話が面白い。音楽がいい。透きとおった映像と演出に細やかなセンスを感じる。SFエンターテインメントと思っていたら、生きる喜びや希望まで抱かせてくれるとは嬉しい驚きだった。
(以下、いきなりネタバレです。)
死亡前8分間の他人の記憶の残像に入り込む装置だと思ったら、実はパラレルワールドへの転送装置だったとは、開発者であるラトレッジ博士(ジェフリー・ライト)さえ気がつかなかったことを、コルター・スティーヴンス大尉(ジェイク・ギレンホール)は実地に体験し証明した。私は証明の部分(グッドウィン大尉(ヴェラ・ファーミガ)がコルターからのメールを受信するシーン)は、生命維持装置をつけたコルターにもささやかな希望を感じさせるシーンになってはいたが理に勝ちすぎている気がして、その前のシーンで終わってもよかったと思った。

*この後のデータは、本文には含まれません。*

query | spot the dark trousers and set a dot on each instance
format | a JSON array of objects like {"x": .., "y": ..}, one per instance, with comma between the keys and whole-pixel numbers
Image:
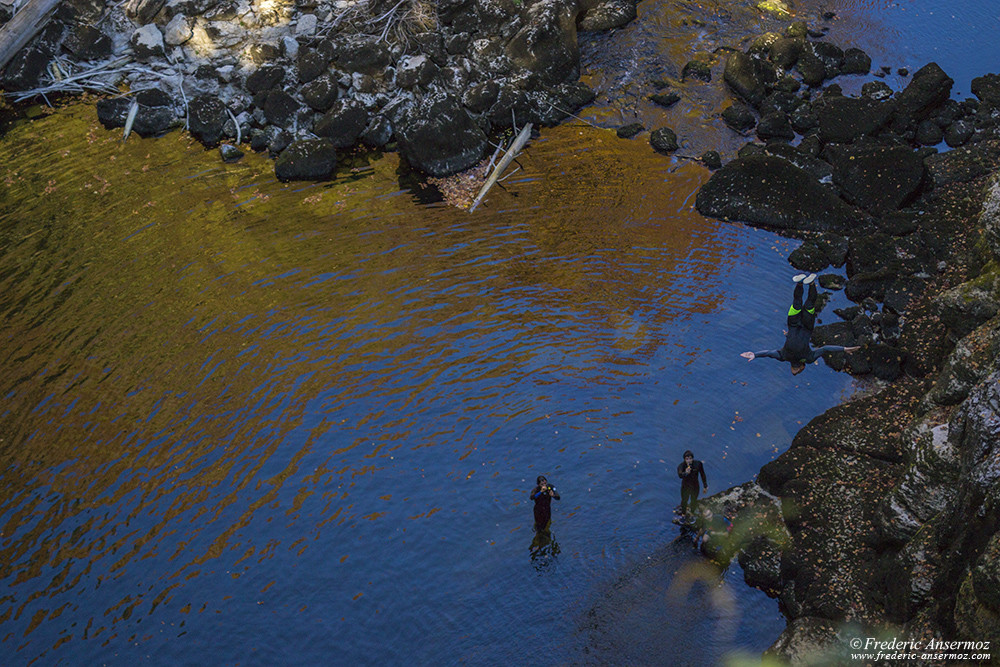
[
  {"x": 689, "y": 495},
  {"x": 803, "y": 315}
]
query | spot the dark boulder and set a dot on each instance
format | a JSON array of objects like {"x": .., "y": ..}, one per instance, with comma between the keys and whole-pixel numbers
[
  {"x": 812, "y": 69},
  {"x": 697, "y": 69},
  {"x": 87, "y": 42},
  {"x": 929, "y": 89},
  {"x": 153, "y": 121},
  {"x": 547, "y": 44},
  {"x": 279, "y": 108},
  {"x": 363, "y": 53},
  {"x": 958, "y": 133},
  {"x": 785, "y": 52},
  {"x": 307, "y": 160},
  {"x": 775, "y": 125},
  {"x": 439, "y": 137},
  {"x": 607, "y": 15},
  {"x": 320, "y": 93},
  {"x": 846, "y": 119},
  {"x": 711, "y": 159},
  {"x": 739, "y": 117},
  {"x": 987, "y": 88},
  {"x": 749, "y": 77},
  {"x": 856, "y": 61},
  {"x": 312, "y": 63},
  {"x": 663, "y": 140},
  {"x": 879, "y": 179},
  {"x": 343, "y": 123},
  {"x": 772, "y": 192},
  {"x": 809, "y": 257},
  {"x": 265, "y": 78},
  {"x": 629, "y": 130},
  {"x": 665, "y": 100},
  {"x": 112, "y": 112},
  {"x": 25, "y": 69}
]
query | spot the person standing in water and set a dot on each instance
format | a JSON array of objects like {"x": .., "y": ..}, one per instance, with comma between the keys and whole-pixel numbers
[
  {"x": 542, "y": 494},
  {"x": 688, "y": 471},
  {"x": 801, "y": 320}
]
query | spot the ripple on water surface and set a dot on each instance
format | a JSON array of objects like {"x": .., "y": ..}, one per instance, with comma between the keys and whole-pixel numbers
[{"x": 249, "y": 420}]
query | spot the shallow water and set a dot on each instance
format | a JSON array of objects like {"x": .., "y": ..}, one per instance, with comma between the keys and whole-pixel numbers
[{"x": 250, "y": 422}]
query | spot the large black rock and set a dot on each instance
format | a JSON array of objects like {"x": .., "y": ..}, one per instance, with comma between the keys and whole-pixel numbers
[
  {"x": 772, "y": 192},
  {"x": 307, "y": 160},
  {"x": 879, "y": 179},
  {"x": 439, "y": 137}
]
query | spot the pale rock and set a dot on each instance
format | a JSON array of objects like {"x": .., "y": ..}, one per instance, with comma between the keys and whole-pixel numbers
[
  {"x": 306, "y": 25},
  {"x": 147, "y": 42},
  {"x": 178, "y": 30}
]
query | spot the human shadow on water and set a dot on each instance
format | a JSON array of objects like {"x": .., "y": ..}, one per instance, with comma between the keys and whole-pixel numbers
[
  {"x": 671, "y": 607},
  {"x": 543, "y": 549}
]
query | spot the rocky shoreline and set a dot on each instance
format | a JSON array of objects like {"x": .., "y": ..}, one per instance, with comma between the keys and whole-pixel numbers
[
  {"x": 307, "y": 79},
  {"x": 882, "y": 519}
]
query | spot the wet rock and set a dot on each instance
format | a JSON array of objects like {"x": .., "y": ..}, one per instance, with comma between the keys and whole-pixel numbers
[
  {"x": 262, "y": 53},
  {"x": 343, "y": 124},
  {"x": 415, "y": 71},
  {"x": 856, "y": 61},
  {"x": 179, "y": 30},
  {"x": 439, "y": 137},
  {"x": 264, "y": 79},
  {"x": 321, "y": 93},
  {"x": 307, "y": 160},
  {"x": 147, "y": 43},
  {"x": 206, "y": 118},
  {"x": 958, "y": 133},
  {"x": 739, "y": 117},
  {"x": 928, "y": 90},
  {"x": 987, "y": 88},
  {"x": 87, "y": 42},
  {"x": 846, "y": 119},
  {"x": 607, "y": 15},
  {"x": 785, "y": 52},
  {"x": 812, "y": 69},
  {"x": 312, "y": 63},
  {"x": 775, "y": 125},
  {"x": 113, "y": 112},
  {"x": 967, "y": 365},
  {"x": 880, "y": 179},
  {"x": 697, "y": 69},
  {"x": 711, "y": 159},
  {"x": 929, "y": 133},
  {"x": 749, "y": 77},
  {"x": 361, "y": 53},
  {"x": 665, "y": 100},
  {"x": 143, "y": 11},
  {"x": 876, "y": 90},
  {"x": 809, "y": 257},
  {"x": 279, "y": 108},
  {"x": 630, "y": 130},
  {"x": 803, "y": 639},
  {"x": 663, "y": 140},
  {"x": 547, "y": 45},
  {"x": 230, "y": 153},
  {"x": 770, "y": 191}
]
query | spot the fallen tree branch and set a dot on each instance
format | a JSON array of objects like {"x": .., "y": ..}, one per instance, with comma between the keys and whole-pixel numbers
[{"x": 515, "y": 148}]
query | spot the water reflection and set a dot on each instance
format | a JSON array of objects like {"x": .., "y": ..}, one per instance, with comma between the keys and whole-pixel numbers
[{"x": 246, "y": 418}]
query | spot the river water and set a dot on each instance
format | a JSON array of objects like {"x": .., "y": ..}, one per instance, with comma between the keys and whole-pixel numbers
[{"x": 247, "y": 422}]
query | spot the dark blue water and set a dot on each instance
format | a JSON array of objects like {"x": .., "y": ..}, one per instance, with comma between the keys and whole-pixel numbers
[{"x": 247, "y": 422}]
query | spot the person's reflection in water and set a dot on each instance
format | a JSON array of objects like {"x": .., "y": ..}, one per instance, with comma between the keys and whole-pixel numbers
[{"x": 543, "y": 545}]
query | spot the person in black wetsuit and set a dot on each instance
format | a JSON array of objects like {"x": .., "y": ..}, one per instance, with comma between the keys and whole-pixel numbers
[
  {"x": 801, "y": 320},
  {"x": 688, "y": 471},
  {"x": 542, "y": 494}
]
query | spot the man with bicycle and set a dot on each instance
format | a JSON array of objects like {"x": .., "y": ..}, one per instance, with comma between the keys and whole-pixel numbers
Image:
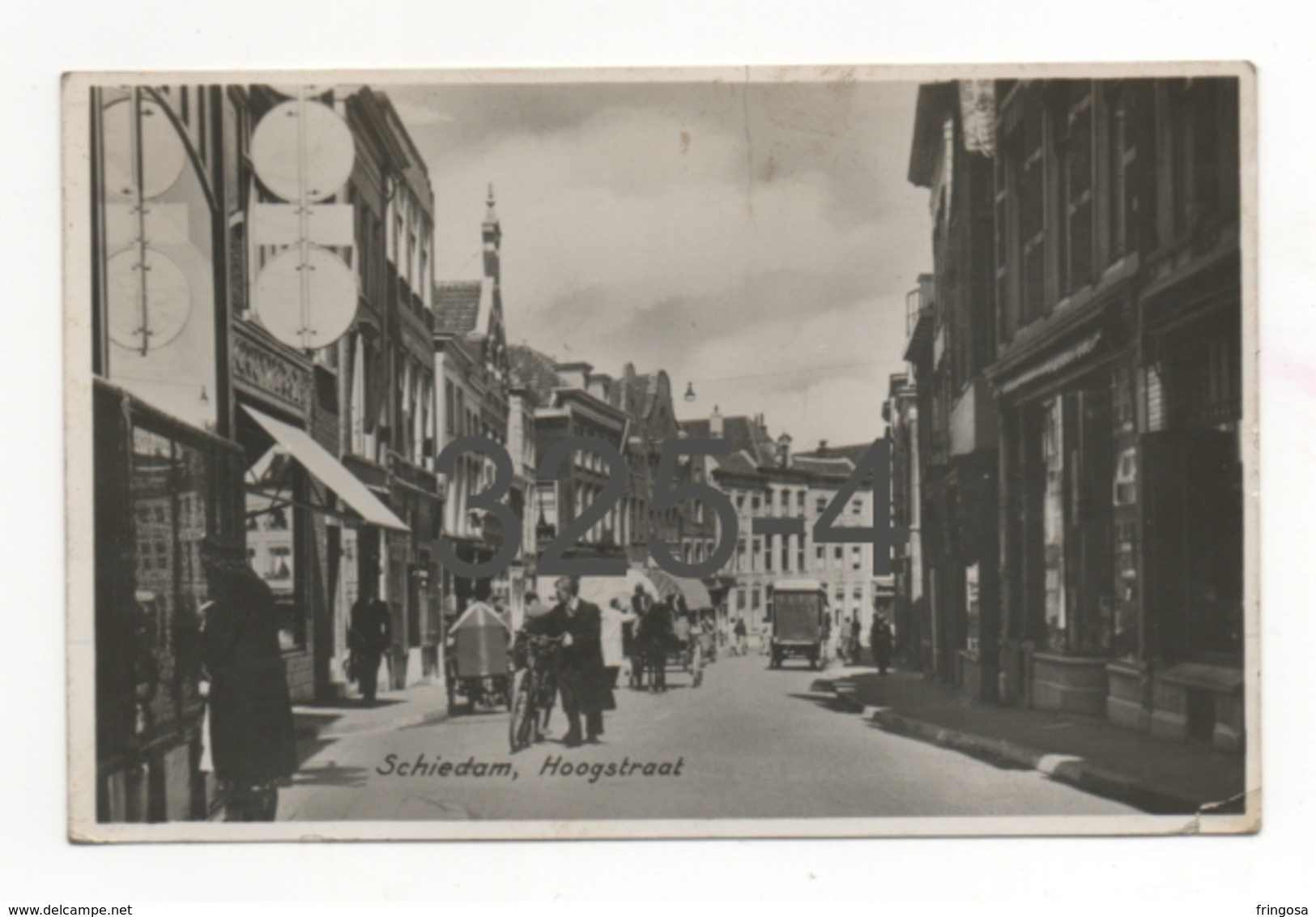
[{"x": 537, "y": 624}]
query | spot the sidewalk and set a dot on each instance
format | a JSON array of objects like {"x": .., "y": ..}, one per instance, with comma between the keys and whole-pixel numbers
[
  {"x": 393, "y": 710},
  {"x": 1154, "y": 775}
]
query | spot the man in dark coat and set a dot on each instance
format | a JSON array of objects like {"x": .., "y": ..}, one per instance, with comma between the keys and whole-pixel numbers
[
  {"x": 582, "y": 679},
  {"x": 253, "y": 745},
  {"x": 656, "y": 634},
  {"x": 370, "y": 633},
  {"x": 882, "y": 641}
]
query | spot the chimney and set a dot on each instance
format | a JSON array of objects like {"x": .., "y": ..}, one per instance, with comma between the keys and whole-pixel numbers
[
  {"x": 783, "y": 450},
  {"x": 492, "y": 232},
  {"x": 575, "y": 375}
]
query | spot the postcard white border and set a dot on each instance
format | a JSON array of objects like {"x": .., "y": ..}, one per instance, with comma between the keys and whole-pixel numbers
[{"x": 79, "y": 465}]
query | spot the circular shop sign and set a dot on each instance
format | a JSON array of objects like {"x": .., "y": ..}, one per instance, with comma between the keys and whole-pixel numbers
[
  {"x": 330, "y": 297},
  {"x": 161, "y": 150},
  {"x": 322, "y": 168},
  {"x": 155, "y": 313}
]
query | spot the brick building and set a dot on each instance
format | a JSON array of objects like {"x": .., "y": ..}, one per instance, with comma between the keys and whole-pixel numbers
[{"x": 1114, "y": 364}]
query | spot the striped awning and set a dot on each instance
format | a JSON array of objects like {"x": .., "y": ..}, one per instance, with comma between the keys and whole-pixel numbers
[
  {"x": 316, "y": 459},
  {"x": 1052, "y": 365}
]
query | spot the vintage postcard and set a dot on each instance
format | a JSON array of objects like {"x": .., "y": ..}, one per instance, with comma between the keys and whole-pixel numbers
[{"x": 694, "y": 453}]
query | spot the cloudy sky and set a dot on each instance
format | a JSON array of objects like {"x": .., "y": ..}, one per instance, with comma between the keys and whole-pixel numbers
[{"x": 754, "y": 238}]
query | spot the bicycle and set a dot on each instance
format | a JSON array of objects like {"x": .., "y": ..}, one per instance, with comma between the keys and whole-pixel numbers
[{"x": 532, "y": 687}]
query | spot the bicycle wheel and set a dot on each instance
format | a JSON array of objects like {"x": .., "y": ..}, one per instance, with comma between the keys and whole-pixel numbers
[{"x": 520, "y": 729}]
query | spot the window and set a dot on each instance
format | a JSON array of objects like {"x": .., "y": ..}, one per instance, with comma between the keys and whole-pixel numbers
[
  {"x": 1077, "y": 189},
  {"x": 1119, "y": 158}
]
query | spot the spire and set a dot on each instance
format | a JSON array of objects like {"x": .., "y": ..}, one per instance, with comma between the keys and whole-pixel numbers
[{"x": 492, "y": 234}]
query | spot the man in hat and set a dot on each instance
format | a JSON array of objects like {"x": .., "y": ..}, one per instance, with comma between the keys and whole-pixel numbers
[
  {"x": 368, "y": 636},
  {"x": 252, "y": 740},
  {"x": 581, "y": 672}
]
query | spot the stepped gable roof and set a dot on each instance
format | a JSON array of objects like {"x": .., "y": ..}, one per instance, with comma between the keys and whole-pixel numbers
[
  {"x": 739, "y": 463},
  {"x": 534, "y": 371},
  {"x": 695, "y": 429},
  {"x": 457, "y": 305},
  {"x": 823, "y": 466}
]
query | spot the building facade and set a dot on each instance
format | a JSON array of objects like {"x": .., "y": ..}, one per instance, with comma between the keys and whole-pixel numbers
[
  {"x": 1115, "y": 371},
  {"x": 764, "y": 479},
  {"x": 473, "y": 360},
  {"x": 566, "y": 407},
  {"x": 951, "y": 346},
  {"x": 901, "y": 412},
  {"x": 208, "y": 424}
]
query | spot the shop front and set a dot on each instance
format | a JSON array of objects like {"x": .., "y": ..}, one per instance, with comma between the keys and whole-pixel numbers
[
  {"x": 1193, "y": 643},
  {"x": 299, "y": 537},
  {"x": 1065, "y": 415}
]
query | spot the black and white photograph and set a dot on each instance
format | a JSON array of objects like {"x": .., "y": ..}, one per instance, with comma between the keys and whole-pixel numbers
[{"x": 803, "y": 451}]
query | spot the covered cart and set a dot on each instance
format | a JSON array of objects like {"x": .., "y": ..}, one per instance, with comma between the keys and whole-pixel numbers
[{"x": 477, "y": 659}]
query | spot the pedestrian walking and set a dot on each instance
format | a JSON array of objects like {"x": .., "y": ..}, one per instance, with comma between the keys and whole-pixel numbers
[
  {"x": 656, "y": 636},
  {"x": 633, "y": 646},
  {"x": 882, "y": 640},
  {"x": 614, "y": 621},
  {"x": 581, "y": 675},
  {"x": 250, "y": 740},
  {"x": 368, "y": 636},
  {"x": 540, "y": 624}
]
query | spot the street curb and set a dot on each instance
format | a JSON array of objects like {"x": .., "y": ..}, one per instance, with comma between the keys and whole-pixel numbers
[
  {"x": 406, "y": 721},
  {"x": 1063, "y": 769}
]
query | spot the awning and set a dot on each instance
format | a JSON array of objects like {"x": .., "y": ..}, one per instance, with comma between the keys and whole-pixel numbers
[
  {"x": 691, "y": 590},
  {"x": 316, "y": 459},
  {"x": 1053, "y": 365}
]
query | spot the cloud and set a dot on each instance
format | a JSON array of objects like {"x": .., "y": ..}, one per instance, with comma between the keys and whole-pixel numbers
[
  {"x": 756, "y": 245},
  {"x": 415, "y": 116}
]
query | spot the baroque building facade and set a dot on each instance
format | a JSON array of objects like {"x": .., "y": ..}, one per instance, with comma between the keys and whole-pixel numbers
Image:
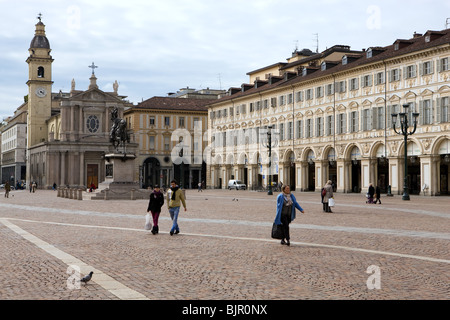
[
  {"x": 67, "y": 134},
  {"x": 163, "y": 127},
  {"x": 330, "y": 115}
]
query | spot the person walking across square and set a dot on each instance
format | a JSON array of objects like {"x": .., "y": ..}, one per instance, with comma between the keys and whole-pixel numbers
[
  {"x": 176, "y": 199},
  {"x": 154, "y": 206}
]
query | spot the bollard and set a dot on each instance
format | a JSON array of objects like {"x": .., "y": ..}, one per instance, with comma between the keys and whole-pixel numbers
[{"x": 389, "y": 194}]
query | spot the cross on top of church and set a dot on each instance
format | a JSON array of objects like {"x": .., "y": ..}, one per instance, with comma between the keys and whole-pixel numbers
[{"x": 92, "y": 66}]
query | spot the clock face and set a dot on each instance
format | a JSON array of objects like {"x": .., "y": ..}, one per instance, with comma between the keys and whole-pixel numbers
[{"x": 41, "y": 92}]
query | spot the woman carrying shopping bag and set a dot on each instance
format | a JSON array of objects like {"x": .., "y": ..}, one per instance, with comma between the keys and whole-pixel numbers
[
  {"x": 154, "y": 206},
  {"x": 286, "y": 205},
  {"x": 328, "y": 194}
]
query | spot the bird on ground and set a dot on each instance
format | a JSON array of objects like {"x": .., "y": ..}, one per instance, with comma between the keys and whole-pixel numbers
[{"x": 87, "y": 278}]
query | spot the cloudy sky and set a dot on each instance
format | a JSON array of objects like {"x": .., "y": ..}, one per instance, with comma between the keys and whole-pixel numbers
[{"x": 152, "y": 47}]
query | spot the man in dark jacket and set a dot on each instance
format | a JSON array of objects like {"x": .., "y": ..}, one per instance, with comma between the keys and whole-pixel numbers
[{"x": 154, "y": 206}]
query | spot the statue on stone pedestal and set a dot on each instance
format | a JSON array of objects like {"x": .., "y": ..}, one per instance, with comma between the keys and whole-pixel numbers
[{"x": 119, "y": 133}]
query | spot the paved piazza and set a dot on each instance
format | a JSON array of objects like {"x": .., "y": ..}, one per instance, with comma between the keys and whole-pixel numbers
[{"x": 396, "y": 250}]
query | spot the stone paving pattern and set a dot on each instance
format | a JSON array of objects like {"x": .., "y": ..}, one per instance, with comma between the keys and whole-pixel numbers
[{"x": 224, "y": 250}]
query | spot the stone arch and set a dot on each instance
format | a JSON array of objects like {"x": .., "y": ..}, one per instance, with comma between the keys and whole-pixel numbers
[{"x": 443, "y": 141}]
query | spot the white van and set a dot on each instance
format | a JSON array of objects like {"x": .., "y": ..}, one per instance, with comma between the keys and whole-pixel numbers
[{"x": 236, "y": 184}]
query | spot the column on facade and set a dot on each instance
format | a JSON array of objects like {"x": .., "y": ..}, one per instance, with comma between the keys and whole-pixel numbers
[
  {"x": 368, "y": 173},
  {"x": 342, "y": 175},
  {"x": 298, "y": 175},
  {"x": 395, "y": 175},
  {"x": 62, "y": 182},
  {"x": 428, "y": 174},
  {"x": 82, "y": 183},
  {"x": 81, "y": 120}
]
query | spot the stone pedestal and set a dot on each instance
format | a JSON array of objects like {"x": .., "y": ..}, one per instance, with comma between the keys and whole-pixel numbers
[{"x": 119, "y": 183}]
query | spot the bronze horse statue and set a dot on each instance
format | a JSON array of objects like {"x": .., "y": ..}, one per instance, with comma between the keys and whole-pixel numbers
[{"x": 119, "y": 133}]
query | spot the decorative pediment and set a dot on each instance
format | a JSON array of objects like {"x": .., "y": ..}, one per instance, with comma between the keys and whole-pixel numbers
[
  {"x": 410, "y": 95},
  {"x": 96, "y": 95},
  {"x": 309, "y": 113},
  {"x": 353, "y": 105},
  {"x": 319, "y": 111},
  {"x": 394, "y": 98},
  {"x": 426, "y": 92},
  {"x": 443, "y": 89},
  {"x": 379, "y": 101}
]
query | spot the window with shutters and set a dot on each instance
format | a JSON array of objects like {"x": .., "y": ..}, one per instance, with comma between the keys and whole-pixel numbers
[
  {"x": 289, "y": 130},
  {"x": 342, "y": 86},
  {"x": 427, "y": 68},
  {"x": 319, "y": 127},
  {"x": 444, "y": 110},
  {"x": 329, "y": 129},
  {"x": 354, "y": 84},
  {"x": 299, "y": 129},
  {"x": 341, "y": 123},
  {"x": 395, "y": 75},
  {"x": 309, "y": 128},
  {"x": 443, "y": 65},
  {"x": 354, "y": 121},
  {"x": 379, "y": 78},
  {"x": 410, "y": 72},
  {"x": 366, "y": 120},
  {"x": 330, "y": 89},
  {"x": 367, "y": 81},
  {"x": 426, "y": 112}
]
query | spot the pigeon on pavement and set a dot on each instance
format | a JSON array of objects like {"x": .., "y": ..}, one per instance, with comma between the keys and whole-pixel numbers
[{"x": 87, "y": 278}]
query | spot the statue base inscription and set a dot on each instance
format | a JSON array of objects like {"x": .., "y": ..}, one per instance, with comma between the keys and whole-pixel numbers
[{"x": 119, "y": 183}]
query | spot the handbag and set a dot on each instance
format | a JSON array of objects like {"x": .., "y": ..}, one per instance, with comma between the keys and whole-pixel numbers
[
  {"x": 331, "y": 202},
  {"x": 277, "y": 231},
  {"x": 148, "y": 222}
]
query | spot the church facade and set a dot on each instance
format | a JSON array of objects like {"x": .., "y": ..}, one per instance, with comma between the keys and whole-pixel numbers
[{"x": 67, "y": 133}]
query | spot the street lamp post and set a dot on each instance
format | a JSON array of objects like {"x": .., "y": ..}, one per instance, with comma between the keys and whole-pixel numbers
[
  {"x": 269, "y": 146},
  {"x": 404, "y": 131}
]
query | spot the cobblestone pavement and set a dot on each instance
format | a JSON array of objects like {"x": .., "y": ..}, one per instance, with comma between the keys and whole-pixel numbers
[{"x": 396, "y": 250}]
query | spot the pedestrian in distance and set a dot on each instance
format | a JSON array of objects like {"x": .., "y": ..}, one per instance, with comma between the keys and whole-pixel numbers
[
  {"x": 176, "y": 199},
  {"x": 327, "y": 193},
  {"x": 286, "y": 205},
  {"x": 7, "y": 189},
  {"x": 370, "y": 193},
  {"x": 377, "y": 195},
  {"x": 154, "y": 206}
]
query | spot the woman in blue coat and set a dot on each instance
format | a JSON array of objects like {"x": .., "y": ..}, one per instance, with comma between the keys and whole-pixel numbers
[{"x": 286, "y": 204}]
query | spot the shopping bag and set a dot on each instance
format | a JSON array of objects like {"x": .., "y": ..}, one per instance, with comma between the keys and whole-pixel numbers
[
  {"x": 277, "y": 232},
  {"x": 148, "y": 222},
  {"x": 331, "y": 202}
]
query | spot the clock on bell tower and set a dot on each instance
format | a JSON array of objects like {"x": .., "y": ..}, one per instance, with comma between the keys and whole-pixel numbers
[{"x": 39, "y": 86}]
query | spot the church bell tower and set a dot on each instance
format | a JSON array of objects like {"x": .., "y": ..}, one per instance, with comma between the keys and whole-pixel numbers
[{"x": 39, "y": 86}]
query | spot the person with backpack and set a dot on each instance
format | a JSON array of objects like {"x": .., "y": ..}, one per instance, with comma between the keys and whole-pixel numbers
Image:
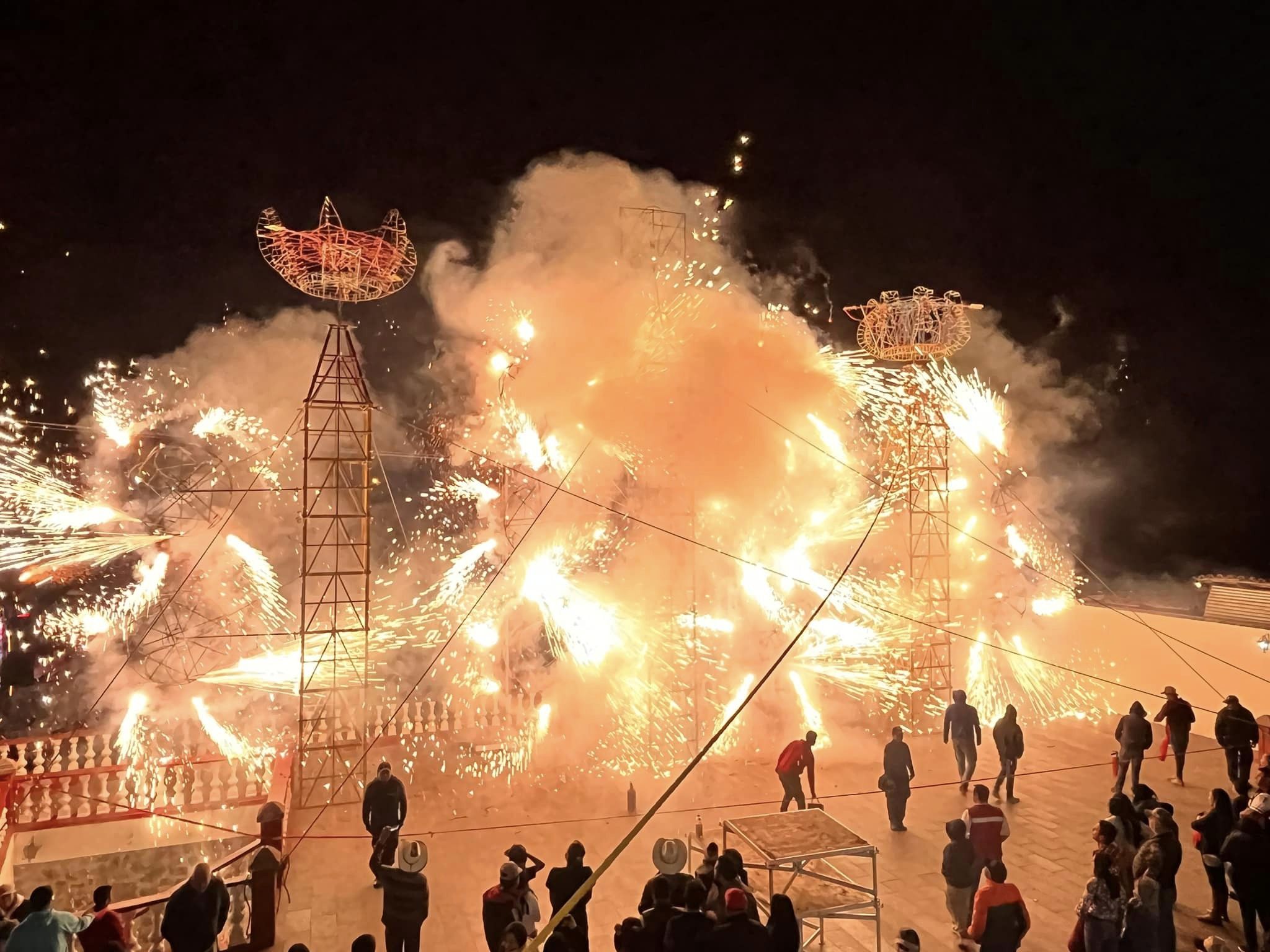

列車の中で漫談を聴いてさんざめく人々の笑顔や輝く樹木などが、コルターとクリスティーナ(ミシェル・モナハン)がともに別の世界で生きていく喜びを表している。このシーンを記憶にとどめ、あの不思議な物体(どこでどうつながっているのか、幾人もの「私」が形を変えて存在している)を見上げる主人公をラストシーンとしたい。
そうそう、主人公がアフガンで負傷したという設定はアメリカの今を写していていいし、コルターが電話で父と話すシーンも心に染みてよいと思ったけれど、コルターが別世界で身も心も乗っ取った人には悪いなぁと思ったことであった。
SOURCE CODE 監督:ダンカン・ジョーンズ/脚本:マーク・ゴードン、フィリップ・ルスレ/音楽:クリス・ベーコン
(2011/11/02 TOHOシネマズ高知8)
>コルターが別世界で身も心も乗っ取った人には悪いなぁと
私もそれだけ気になって・・・。
ラストはお茶屋さんの言われる方が気持ち良い終り方になりますね。
ただ、私は最後に主人公の身体(実物)が映ったとき、やっぱり胸に迫るものがあったので、あそこまで話を続けたのもわかる気がしました。
everything will be all rightっていうデヴィッド・ボウイ(ジョーンズ監督の父ちゃん)の歌がありましたが。
そうですね、オリジナル世界のコルター大尉のシーンで終わると深みがでますね。私も胸に迫るものがありましたよ。あのラストもいいかな(^_^)。